Background: The Olive complex, comprised of six subspecies, are very valuable plants for global trade, human health, and food safety. However, only one subspecies (Olea europaea subsp. europaea, OE) and its wild form (Olea europaea subsp. europaea var. sylvestris, OS) have genomic references, hindering our understanding on the evolution of this species.

Results: By utilizing a hybrid approach to incorporate Illumina, Nanopore, and Hi-C technology, we obtained by far the best reference genome assembly among wild olive subspecies for African olive, Olea europaea subsp cuspidate (OC) with contig and scaffold N50 values 3.83 Mb and 38.04 Mb, respectively. The assessment of protein-coding gene completeness revealed the high integrity of OC, which is at the similar level as OE assembly reported previously and much higher than that of OS. The divergence time between OC and the last common ancestor of OE and OS was estimated to be 4.21 Mya (95% CI: 1.43 - 7.31 Mya). The pathways of positively selected genes of OC are related to metabolism of cofactors and vitamins, indicating the potential medical and economic values of OC for further utilizing and research. The gene origination analyses revealed a substantial outburst (19.5%) of gene transposition events in the common ancestor of olive subspecies, suggesting the importance of olive speciation in shaping the new gene evolution of OC subspecies.

Conclusions: In this study, we constructed the de novo assembly and protein-coding gene pool for Olea europaea subsp cuspidate (OC), which may facilitate the medical and breeding utilizations of this widely distributed olive close relative.

The sequencing for DNA and RNA molecules was based on an individual of OC sampled from Kunming Arboretum (N 25°9′13″, E 102°45′9″), Yunnan Academy of Forestry and Grassland, Yunnan province of China. Yong-Kang Sima identified it. Voucher specimen (Wu20056) was deposited in the Herbarium of Yunnan Academy of Forestry and Grassland. The standard preparing procedures before sequencing, including DNA and RNA extraction, Hi-C library construction, etc., were based on the requirements of specific sequencers. Totally, five tissues including leaves, roots, twigs, bark, and fruits, were used for RNAseq sequencing in Illumina platform. For DNAseq, ~50x genome short reads (300 bp PE) and ~70x Nanopore long-reads were obtained from DNBSEQ-T7 and PromethION platform, respectively. The raw reads were filtered using the fastp preprocessor. To achieve chromosome-level assembly, we further generated ~130Gb data of the paired-end Hi-C reads (150bp) from DNBSEQ-T7 platform (MGI). We conducted the karyotyping of OC to determine the number of chromosomes using cultivated root, which has active meristems of mitosis suitable for detecting clear chromosomes. Cells were treated with Nitrous Oxide to obtained sufficient cells at mitosis metaphase for staining with DAPI and telomere repetitive sequences (TTTAGGG)6.

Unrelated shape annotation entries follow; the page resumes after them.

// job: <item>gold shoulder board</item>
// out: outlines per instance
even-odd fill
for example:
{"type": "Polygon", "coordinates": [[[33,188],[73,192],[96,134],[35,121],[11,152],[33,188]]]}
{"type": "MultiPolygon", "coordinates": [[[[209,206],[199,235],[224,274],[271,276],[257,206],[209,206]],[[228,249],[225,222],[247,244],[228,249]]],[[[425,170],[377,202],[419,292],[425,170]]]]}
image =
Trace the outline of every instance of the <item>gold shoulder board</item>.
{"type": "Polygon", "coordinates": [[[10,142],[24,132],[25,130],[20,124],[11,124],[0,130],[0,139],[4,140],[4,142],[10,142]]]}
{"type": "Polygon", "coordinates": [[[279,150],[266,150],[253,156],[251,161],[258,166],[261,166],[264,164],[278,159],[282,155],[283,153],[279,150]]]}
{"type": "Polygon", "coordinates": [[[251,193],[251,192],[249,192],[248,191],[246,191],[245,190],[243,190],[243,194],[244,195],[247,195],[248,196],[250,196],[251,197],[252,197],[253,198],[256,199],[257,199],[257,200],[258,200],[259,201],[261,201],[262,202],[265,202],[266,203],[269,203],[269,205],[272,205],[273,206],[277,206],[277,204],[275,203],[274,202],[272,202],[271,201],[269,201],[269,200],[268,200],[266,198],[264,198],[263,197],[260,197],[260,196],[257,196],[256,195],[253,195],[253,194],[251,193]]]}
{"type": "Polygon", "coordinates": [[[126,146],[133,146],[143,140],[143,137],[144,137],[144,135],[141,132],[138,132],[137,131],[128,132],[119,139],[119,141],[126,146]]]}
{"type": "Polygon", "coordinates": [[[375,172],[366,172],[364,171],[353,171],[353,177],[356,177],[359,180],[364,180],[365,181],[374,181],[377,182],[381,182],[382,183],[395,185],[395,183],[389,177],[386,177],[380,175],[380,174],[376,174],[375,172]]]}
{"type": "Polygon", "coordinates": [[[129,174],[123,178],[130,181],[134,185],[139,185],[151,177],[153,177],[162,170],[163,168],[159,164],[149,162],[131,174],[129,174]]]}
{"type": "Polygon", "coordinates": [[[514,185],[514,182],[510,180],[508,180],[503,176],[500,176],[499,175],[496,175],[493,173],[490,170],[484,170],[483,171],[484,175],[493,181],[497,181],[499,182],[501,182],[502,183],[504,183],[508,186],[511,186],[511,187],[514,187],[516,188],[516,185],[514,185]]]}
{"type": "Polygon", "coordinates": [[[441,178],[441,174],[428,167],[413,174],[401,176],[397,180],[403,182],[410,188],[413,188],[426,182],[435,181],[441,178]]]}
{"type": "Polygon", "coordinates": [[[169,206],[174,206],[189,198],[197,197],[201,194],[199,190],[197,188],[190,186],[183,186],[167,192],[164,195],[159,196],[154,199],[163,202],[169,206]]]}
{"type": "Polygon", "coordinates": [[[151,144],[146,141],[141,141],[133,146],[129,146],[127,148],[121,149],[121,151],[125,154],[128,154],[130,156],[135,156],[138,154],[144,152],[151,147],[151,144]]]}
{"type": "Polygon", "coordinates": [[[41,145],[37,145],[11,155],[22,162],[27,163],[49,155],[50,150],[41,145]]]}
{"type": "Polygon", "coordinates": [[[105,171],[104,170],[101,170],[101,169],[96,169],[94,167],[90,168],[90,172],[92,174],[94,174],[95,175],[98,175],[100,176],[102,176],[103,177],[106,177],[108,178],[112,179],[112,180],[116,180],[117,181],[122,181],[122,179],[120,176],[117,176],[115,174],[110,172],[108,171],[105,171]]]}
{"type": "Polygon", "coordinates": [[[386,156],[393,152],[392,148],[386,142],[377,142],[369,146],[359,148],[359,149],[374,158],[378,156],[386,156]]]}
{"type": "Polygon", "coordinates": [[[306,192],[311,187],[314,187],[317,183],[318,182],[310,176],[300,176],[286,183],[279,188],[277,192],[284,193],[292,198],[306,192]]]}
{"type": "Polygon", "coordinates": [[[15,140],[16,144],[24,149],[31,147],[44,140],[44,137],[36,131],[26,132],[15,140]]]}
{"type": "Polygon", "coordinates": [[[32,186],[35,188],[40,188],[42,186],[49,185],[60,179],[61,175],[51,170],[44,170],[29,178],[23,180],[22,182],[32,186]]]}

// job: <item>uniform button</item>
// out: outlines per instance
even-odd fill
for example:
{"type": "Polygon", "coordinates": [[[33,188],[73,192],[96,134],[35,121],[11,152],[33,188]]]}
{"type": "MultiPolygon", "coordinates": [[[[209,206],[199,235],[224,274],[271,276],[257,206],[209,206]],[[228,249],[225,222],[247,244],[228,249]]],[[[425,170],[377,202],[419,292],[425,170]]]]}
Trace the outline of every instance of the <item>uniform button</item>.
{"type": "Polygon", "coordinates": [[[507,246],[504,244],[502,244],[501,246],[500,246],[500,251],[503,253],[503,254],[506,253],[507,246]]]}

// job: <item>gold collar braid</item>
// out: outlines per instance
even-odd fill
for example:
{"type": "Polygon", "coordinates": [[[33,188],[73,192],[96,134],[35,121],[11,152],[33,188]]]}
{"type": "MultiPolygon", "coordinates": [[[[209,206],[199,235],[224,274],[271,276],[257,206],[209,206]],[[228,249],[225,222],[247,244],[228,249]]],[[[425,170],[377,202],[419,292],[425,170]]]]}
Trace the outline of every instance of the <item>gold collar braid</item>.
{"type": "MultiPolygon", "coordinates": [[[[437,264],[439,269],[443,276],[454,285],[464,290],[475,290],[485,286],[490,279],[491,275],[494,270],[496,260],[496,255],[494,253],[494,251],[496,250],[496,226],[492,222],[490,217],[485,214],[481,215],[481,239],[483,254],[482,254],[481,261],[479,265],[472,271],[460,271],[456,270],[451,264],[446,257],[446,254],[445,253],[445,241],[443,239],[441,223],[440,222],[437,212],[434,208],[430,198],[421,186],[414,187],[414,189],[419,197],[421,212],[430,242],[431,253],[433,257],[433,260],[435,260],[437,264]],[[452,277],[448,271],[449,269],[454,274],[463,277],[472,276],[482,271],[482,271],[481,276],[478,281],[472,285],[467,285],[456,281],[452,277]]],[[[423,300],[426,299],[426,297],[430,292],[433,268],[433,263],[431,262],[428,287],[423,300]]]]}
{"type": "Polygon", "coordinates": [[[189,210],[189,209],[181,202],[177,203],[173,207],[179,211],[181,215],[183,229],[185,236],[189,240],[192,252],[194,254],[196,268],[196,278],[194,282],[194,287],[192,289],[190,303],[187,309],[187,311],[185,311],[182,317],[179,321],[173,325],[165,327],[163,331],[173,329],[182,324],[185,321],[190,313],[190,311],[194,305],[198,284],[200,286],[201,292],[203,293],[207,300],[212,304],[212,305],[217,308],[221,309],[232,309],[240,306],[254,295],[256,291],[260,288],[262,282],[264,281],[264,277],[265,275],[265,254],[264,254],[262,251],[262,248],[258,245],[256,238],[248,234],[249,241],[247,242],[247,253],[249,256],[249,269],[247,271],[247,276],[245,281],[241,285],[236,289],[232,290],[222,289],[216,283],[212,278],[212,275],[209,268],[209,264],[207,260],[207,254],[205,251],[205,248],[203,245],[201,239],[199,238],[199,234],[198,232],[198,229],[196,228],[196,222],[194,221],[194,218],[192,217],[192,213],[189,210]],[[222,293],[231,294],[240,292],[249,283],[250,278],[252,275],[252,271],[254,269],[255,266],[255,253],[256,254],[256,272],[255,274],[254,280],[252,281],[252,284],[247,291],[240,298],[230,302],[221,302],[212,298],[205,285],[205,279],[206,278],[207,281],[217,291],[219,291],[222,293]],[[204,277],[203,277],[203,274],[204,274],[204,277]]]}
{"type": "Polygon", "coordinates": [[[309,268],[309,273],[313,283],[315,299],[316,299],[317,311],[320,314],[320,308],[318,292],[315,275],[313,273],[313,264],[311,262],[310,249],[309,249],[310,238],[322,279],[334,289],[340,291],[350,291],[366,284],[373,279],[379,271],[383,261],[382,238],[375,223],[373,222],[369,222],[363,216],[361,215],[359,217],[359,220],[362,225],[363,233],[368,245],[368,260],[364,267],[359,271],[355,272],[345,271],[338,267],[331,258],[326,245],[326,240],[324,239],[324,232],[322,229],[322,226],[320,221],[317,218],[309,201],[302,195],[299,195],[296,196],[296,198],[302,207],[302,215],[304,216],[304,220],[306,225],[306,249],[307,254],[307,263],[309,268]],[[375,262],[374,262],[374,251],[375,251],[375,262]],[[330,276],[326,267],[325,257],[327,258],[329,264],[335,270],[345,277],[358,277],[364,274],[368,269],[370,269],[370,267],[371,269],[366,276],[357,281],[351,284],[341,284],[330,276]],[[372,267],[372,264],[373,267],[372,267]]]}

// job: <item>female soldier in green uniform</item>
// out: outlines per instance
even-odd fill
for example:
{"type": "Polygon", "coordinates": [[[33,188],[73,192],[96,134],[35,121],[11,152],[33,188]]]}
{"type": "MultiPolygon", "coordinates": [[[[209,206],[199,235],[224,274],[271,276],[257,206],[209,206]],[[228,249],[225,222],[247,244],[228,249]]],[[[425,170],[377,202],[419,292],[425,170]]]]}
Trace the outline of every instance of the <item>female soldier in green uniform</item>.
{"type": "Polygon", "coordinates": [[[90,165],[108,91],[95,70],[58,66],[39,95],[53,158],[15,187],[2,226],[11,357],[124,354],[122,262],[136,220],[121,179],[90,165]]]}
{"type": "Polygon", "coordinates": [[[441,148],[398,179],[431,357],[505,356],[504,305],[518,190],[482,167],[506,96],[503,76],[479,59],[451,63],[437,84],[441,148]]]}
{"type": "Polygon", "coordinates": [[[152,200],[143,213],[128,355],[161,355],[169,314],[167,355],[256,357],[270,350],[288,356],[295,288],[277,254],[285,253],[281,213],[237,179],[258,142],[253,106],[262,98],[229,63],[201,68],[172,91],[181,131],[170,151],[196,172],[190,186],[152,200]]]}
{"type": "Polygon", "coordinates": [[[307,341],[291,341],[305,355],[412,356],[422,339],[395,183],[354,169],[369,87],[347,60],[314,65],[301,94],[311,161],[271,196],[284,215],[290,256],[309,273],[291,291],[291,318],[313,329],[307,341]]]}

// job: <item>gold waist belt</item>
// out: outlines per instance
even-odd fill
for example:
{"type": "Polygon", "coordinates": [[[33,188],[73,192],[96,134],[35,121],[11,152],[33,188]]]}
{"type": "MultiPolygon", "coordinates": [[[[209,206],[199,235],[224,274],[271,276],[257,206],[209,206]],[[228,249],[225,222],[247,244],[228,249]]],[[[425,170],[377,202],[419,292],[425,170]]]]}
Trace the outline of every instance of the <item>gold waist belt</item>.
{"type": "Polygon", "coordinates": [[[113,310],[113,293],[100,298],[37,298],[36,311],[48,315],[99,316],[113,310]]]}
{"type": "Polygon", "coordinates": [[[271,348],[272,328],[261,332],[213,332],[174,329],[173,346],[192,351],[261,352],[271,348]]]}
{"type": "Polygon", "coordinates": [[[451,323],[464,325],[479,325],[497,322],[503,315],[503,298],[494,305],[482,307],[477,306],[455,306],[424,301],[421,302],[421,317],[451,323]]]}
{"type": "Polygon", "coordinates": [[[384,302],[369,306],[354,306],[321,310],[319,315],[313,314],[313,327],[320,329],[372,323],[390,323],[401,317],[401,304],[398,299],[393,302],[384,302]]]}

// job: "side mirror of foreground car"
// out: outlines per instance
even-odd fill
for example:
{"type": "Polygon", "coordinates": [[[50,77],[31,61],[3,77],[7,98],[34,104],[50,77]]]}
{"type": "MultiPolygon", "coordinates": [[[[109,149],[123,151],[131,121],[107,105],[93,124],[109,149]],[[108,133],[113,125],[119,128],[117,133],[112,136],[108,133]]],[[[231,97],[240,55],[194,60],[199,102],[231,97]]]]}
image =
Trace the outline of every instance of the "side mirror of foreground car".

The basecalling output from PromethION platform was treated using Guppy. Only the reads with mean quality scores >7 were retained and further corrected using the NextDenovo software with parameters "reads_cutoff:2k, seed_cutoff:18k" (https://github.com/Nextomics/NextDenovo). The assembling processes include the correction module using NextCorrect and the assemble module using NextGraph with default parameters. Subsequently, the Nextpolish software was used to polish genome with short-reads four times and long-reads three times (sgs_options = -max_depth 100). The paired-end Hi-C reads were filtered by fastp to remove adapter and low-quality reads (Phred Score > 15, and 5 > number of Ns in the reads). The clean reads and draft genome were analyzed using LACHESIS with parameters "CLUSTER MIN RE SITES = 100；CLUSTER MAX LINK DENSITY=2.5；CLUSTER NONINFORMATIVE RATIO = 1.4".

The RepeatMasker was used for repeats annotation following the manual recommended parameters. To aid gene annotation, totally ~75 Gb RNA-sequencing (RNA-Seq) clean pair-ended reads from five tissues, including leaves, roots, twigs, bark, and fruits, were generated using Illumina HiSeq platform. All libraries were de novo assembled separately and subsequently merged using TransABySS manual pipeline. The protein-coding and non-coding gene structural annotation was conducted using MAKER pipeline by incorporating transcriptome mapping, de novo gene predictions, and homology predictions.